Procter & Gamble (P&G), one of the world’s leading consumer goods companies, has announced a significant workforce reduction, planning to lay off approximately 7,000 employees over the next two years. This figure represents nearly 6% of its global workforce. The move comes amid growing operational costs, evolving consumer habits, and the broader impact of global trade tensions, particularly those related to tariffs.
The planned layoffs, which will primarily affect non-manufacturing roles, are aimed at streamlining internal operations and enhancing overall efficiency. These corporate positions make up over 15% of the affected group, as P&G looks to consolidate teams, expand job responsibilities, and flatten its reporting hierarchy.
Restructuring Rooted in Missed Sales Targets and Economic Pressures
The decision to initiate a workforce reorganization follows a disappointing quarterly earnings report released in late April. Both net sales and organic sales growth in the first quarter fell short of analyst expectations, prompting concerns about the company’s performance trajectory.
P&G CEO Jon Moeller acknowledged the challenges the company is facing, particularly citing rising production costs due to tariffs and a noticeable shift in consumer behavior. Moeller stated, “We expect uncertainty to continue,” highlighting that even though consumers are not yet switching to cheaper brands en masse, they are clearly adopting cost-saving behaviors such as reducing laundry loads to conserve detergent.
These subtle but impactful behavioral changes, combined with the mounting pressure of supply chain costs and tariffs, have pushed P&G to revise its full-year earnings and revenue forecasts downward. The company is now bracing for a more cautious consumer market, one where discretionary spending is subdued and brand loyalty is increasingly tested by price sensitivity.

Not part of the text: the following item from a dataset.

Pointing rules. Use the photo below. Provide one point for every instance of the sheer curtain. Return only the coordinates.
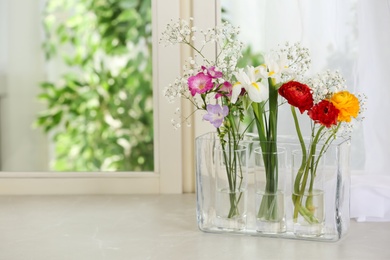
(352, 36)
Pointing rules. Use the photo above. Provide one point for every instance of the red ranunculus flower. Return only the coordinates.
(297, 94)
(324, 113)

Cost Optimization and Streamlining Key to Future Growth
During the Deutsche Bank Consumer Conference held in Paris, P&G executives framed the job cuts as an “acceleration” of their ongoing strategic transformation. The company aims to respond proactively to a rapidly changing global landscape by reducing complexity, accelerating decision-making, and embracing more efficient structures.
By consolidating functions and redefining role scopes, P&G hopes to cut operational slack and sharpen its competitive edge. “We’re not just trimming headcount, we’re redesigning how we work,” one executive noted. The plan is not only about surviving short-term pressures but also positioning P&G for sustained long-term success.

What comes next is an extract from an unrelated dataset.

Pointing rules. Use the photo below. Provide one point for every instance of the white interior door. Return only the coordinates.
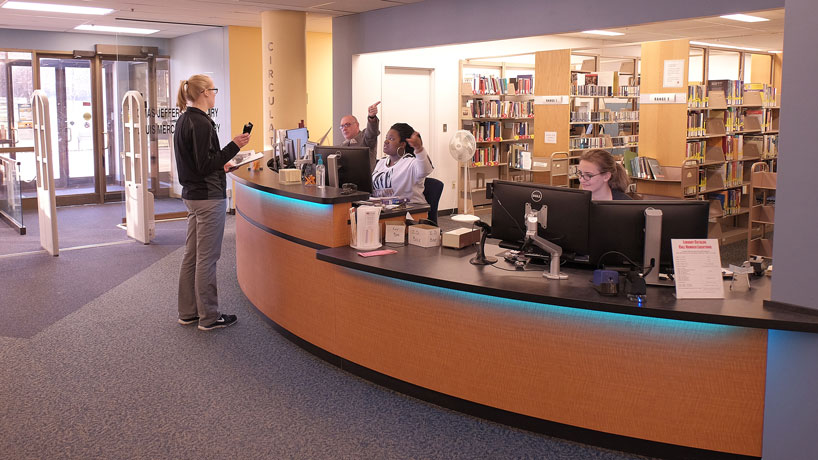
(46, 198)
(407, 98)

Procter & Gamble: Stock Lags Behind Broader Market Trends
Investor sentiment has taken a hit since the April 24 earnings report. P&G’s stock has declined 1.1% in the weeks following the results, underperforming compared to the broader market. The Dow Jones Industrial Average gained 8.35%, while the S&P 500 rose by 13% in the same period.
Analysts have been trimming earnings-per-share (EPS) projections for the next two quarters in light of the company’s revised outlook. While the stock showed minimal movement in premarket trading on June 5 following the layoff news, continued underperformance could lead to mounting pressure from investors and market watchers.

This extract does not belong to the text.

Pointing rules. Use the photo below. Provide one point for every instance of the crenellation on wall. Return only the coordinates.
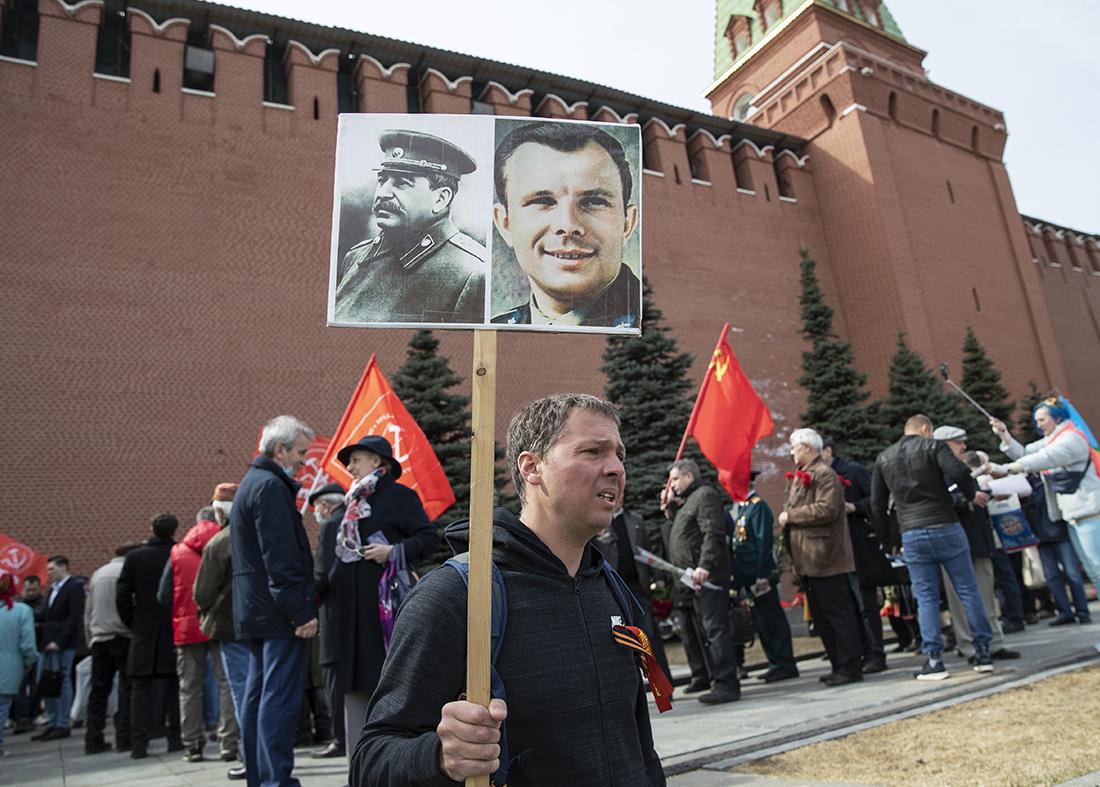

Procter & Gamble’s announcement comes amid a growing wave of corporate downsizing across multiple sectors. Global giants like Amazon, Intel, and Goldman Sachs have all made headlines in recent months for initiating major layoffs.
Amazon, for example, is cutting around 14,000 administrative roles, targeting annual savings of $3 billion. Intel, reeling from significant financial losses in 2024, is preparing a massive internal restructuring. These job cuts reflect a broader trend of large corporations pivoting toward leaner operations amid mounting economic uncertainty and inflationary pressures.
A major driver behind many of these workforce reductions is the rapid rise of artificial intelligence and automation technologies. Companies are increasingly investing in AI tools to streamline operations, reduce labor costs, and enhance productivity. While these innovations offer long-term benefits, they are also displacing jobs particularly in administrative and support functions.
Goldman Sachs, for instance, is planning to reduce its headcount by 3% to 5% following annual performance reviews. Bank of America recently eliminated 150 junior banker roles, though it has offered most of the affected employees opportunities in other divisions outside of investment banking.
As Procter & Gamble embarks on this significant workforce reduction, it joins a growing list of corporations that are embracing cost optimization and structural simplification as central pillars of their strategy. In an increasingly volatile global economy, efficiency and agility are no longer optional they are essential for survival.
Despite the near-term challenges, P&G insists that the reorganization will ultimately strengthen its global position and ensure it remains resilient in the face of evolving consumer demands and economic pressures. Whether this will restore investor confidence and return the company to its projected growth path remains to be seen.